Die PCK-Raffinerie in einer anderen ostdeutschen Stadt, Schwedt, befindet sich jedoch mehrheitlich im Besitz des russischen Energiekonzerns Rosneft, der weniger bereit war als die Leuna-Raffinerie, Deutschland aus Verträgen über künftige Öllieferungen aus Russland aussteigen zu lassen. Deutsche Medien haben berichtet, dass das Energieministerium prüft, ob eine staatliche Übernahme im Namen der Energiesicherheit gerechtfertigt sein könnte.

Die Abhängigkeit von der Kohle hat sich halbiert, aber Deutschland braucht immer noch Russland.

Kohle ist der am leichtesten zu ersetzende der drei Energieträger. Dennoch ist Deutschland für rund die Hälfte seiner Steinkohleimporte auf Russland angewiesen, nachdem es Ende 2018 sein letztes Kohlebergwerk geschlossen hat.

In den vergangenen sechs Wochen konnte Deutschland seine Lieferketten umstellen und neue Vereinbarungen unterzeichnen, um seine Abhängigkeit zu halbieren, so das Wirtschaftsministerium. Jetzt werden 25 Prozent des Kohlebedarfs des Landes von Russland gedeckt. Bis zum Ende des Sommers soll die Einfuhr des Brennstoffs ganz eingestellt werden.

Bis dahin, so Wirtschaftsminister Habeck, brauche Deutschland jedoch eine stetige Energieversorgung, um seine Rolle als Wirtschaftsmotor der Region aufrechtzuerhalten. Dies könnte jetzt besonders dringlich sein, da Europa aufgefordert ist, der Ukraine, die im letzten Monat ihr Stromnetz an Europa angeschlossen hat, um trotz des Krieges Stabilität zu gewährleisten, bei der Energie- und Versorgungsversorgung zu helfen.

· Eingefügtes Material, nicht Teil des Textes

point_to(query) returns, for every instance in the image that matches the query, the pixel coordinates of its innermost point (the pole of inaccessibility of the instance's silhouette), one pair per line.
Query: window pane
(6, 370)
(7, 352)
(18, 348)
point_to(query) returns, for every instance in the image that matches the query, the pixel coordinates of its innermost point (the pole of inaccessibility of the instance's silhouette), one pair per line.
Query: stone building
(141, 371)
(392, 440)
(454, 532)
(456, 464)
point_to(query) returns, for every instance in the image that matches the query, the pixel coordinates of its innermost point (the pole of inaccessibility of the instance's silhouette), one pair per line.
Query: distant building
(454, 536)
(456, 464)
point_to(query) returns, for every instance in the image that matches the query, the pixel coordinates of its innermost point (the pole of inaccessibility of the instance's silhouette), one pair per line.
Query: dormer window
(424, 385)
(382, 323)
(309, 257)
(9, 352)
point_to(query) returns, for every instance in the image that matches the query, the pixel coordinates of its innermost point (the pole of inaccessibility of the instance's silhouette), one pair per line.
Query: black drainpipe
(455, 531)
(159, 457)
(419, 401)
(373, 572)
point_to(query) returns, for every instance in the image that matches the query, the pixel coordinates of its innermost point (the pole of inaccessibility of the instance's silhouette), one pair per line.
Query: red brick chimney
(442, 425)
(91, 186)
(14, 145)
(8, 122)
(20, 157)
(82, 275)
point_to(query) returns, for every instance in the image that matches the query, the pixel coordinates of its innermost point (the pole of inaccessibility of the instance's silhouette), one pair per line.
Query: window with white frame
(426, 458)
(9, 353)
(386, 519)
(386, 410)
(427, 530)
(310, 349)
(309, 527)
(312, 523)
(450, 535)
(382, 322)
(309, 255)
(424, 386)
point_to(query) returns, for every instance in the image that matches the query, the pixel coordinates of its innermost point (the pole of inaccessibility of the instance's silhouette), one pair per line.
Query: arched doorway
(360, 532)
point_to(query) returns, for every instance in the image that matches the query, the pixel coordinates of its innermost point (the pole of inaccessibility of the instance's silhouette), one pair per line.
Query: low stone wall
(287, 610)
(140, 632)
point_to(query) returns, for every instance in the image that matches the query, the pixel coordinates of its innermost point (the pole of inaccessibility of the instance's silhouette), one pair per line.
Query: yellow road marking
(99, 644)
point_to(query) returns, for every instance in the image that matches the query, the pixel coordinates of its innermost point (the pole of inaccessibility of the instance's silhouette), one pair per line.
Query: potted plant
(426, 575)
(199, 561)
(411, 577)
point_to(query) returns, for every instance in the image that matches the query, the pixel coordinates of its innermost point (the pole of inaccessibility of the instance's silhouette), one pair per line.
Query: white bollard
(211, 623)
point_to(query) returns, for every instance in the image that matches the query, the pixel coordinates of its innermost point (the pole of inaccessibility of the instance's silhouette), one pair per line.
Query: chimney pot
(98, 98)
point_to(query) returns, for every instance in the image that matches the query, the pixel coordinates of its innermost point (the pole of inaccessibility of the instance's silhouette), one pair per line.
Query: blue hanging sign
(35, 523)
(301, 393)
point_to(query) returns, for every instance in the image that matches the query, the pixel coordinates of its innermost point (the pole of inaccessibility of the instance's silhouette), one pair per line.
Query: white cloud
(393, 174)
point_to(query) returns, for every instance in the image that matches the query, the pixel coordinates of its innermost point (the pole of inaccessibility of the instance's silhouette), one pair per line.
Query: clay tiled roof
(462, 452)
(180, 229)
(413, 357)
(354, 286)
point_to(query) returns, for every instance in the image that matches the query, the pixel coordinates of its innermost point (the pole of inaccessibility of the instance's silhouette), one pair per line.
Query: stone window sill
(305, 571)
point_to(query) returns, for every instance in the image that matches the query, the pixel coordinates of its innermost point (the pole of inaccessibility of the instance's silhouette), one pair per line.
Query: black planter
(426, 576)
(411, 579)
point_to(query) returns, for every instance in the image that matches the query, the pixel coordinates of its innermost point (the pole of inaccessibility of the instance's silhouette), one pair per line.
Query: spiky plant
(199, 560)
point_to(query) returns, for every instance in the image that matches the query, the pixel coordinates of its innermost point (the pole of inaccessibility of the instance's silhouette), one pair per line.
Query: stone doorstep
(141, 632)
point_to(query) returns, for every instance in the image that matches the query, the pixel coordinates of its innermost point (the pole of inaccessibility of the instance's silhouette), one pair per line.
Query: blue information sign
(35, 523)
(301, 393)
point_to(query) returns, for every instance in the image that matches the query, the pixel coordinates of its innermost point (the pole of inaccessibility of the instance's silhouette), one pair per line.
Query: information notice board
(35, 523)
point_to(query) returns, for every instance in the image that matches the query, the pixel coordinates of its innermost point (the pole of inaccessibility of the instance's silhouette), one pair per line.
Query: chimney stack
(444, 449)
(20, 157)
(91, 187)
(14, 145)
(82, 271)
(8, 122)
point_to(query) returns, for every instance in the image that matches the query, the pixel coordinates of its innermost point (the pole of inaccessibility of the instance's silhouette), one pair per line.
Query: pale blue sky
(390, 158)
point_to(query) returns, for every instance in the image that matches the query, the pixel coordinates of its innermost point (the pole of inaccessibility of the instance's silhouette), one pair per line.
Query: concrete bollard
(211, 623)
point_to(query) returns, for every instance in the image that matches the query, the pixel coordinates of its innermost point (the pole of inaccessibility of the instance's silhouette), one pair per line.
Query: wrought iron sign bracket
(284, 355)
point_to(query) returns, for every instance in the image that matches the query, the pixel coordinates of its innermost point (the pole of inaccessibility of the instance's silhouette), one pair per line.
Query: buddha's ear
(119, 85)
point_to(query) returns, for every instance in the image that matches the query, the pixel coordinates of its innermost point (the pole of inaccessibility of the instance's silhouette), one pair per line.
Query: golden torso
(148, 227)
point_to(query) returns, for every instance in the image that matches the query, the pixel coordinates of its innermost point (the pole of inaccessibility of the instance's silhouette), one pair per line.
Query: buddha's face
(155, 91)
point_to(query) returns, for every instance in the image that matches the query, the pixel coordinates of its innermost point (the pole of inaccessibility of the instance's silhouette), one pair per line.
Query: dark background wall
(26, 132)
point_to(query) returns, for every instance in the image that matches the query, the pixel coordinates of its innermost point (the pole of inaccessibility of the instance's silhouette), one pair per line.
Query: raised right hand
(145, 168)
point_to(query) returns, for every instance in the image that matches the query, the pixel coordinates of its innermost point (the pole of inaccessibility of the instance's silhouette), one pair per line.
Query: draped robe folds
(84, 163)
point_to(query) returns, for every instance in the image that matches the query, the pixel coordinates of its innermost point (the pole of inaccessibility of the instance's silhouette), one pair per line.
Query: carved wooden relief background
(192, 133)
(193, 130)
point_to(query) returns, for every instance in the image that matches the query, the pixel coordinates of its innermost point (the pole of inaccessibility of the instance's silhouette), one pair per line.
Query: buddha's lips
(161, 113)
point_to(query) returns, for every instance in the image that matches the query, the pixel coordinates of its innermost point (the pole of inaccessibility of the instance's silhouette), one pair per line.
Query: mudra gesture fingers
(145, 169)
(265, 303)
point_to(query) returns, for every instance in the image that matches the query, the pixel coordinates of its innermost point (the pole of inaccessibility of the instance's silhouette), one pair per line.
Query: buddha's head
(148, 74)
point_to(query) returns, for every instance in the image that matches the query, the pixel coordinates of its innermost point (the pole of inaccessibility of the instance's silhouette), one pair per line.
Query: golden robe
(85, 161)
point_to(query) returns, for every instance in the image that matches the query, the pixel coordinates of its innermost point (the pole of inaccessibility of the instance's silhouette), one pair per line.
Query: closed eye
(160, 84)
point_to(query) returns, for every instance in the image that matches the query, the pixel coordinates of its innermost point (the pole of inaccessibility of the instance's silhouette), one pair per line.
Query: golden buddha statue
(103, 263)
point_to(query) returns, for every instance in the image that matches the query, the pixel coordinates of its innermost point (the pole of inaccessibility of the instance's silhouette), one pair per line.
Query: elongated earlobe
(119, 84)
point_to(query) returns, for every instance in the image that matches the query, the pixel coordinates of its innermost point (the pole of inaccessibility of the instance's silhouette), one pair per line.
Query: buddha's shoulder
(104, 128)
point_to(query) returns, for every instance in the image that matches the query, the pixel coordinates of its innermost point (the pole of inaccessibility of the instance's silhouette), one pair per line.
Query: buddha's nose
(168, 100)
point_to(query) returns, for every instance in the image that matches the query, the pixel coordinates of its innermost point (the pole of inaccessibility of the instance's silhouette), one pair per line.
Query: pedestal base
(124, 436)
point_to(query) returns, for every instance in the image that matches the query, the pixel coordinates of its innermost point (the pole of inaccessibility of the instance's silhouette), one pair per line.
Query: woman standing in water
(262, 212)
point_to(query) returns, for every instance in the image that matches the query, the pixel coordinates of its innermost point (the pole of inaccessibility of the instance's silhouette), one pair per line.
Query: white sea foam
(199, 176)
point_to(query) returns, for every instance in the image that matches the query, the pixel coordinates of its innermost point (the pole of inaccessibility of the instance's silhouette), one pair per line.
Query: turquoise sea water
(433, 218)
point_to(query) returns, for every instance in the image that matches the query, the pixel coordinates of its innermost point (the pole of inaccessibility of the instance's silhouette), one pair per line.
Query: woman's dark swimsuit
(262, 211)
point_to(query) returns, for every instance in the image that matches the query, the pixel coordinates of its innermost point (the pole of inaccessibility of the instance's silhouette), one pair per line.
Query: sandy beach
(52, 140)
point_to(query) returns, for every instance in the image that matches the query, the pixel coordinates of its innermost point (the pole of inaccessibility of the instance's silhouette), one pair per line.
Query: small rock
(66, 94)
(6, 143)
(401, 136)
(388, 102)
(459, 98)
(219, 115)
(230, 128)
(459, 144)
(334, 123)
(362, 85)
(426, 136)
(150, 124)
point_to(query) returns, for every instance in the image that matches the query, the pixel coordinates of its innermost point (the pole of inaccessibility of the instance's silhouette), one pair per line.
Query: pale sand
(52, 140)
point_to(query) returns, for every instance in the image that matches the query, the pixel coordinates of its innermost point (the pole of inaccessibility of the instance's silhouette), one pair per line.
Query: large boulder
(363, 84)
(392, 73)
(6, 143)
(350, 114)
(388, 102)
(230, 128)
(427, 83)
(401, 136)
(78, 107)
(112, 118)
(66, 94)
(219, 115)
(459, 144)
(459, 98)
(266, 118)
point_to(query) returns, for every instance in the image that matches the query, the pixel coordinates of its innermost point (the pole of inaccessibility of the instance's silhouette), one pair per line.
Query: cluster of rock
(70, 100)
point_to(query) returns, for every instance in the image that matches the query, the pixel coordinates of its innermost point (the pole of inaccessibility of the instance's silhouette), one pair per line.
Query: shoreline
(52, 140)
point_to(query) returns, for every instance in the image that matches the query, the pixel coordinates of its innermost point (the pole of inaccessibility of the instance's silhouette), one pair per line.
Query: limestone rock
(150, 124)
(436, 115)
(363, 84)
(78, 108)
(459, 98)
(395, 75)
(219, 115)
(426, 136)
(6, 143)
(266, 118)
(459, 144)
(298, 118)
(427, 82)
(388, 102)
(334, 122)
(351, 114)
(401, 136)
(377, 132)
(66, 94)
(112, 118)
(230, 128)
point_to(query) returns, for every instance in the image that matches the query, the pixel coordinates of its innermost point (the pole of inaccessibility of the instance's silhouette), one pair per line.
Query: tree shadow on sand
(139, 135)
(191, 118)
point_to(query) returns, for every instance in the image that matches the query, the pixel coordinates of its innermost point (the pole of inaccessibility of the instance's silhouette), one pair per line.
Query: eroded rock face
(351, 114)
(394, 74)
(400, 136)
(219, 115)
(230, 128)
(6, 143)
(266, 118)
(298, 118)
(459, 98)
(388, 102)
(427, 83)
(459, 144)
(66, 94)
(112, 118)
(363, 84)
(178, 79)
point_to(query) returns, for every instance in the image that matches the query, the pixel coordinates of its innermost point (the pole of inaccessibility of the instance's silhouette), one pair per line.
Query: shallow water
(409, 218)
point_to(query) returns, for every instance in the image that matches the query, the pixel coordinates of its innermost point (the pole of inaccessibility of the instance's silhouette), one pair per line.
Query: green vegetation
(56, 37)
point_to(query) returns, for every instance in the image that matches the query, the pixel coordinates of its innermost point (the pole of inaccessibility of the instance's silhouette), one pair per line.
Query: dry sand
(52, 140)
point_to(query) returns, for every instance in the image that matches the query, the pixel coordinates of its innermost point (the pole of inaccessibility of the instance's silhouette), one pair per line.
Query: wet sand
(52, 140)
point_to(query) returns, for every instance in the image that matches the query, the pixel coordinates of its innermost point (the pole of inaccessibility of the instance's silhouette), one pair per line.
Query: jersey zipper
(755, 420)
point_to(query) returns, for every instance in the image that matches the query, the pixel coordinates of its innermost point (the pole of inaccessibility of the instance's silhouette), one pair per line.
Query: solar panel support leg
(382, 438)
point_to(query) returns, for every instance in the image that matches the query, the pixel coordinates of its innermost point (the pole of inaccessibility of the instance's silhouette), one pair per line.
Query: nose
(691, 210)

Deutschland hat nach einigem Zögern auch Waffen an die Ukraine geliefert, wofür laut Habeck Stahl benötigt wird, der in deutschen Fabriken hergestellt wird, die mit Kohle betrieben werden, die noch immer aus Russland importiert wird. Wie diese Kohle im Falle von Sanktionen kompensiert werden soll, war nicht sofort klar.

"Wir werden gebeten, die Ukraine mit Rohstoffen zu versorgen", sagte Habeck. "Dafür brauchen wir eine intakte Infrastruktur."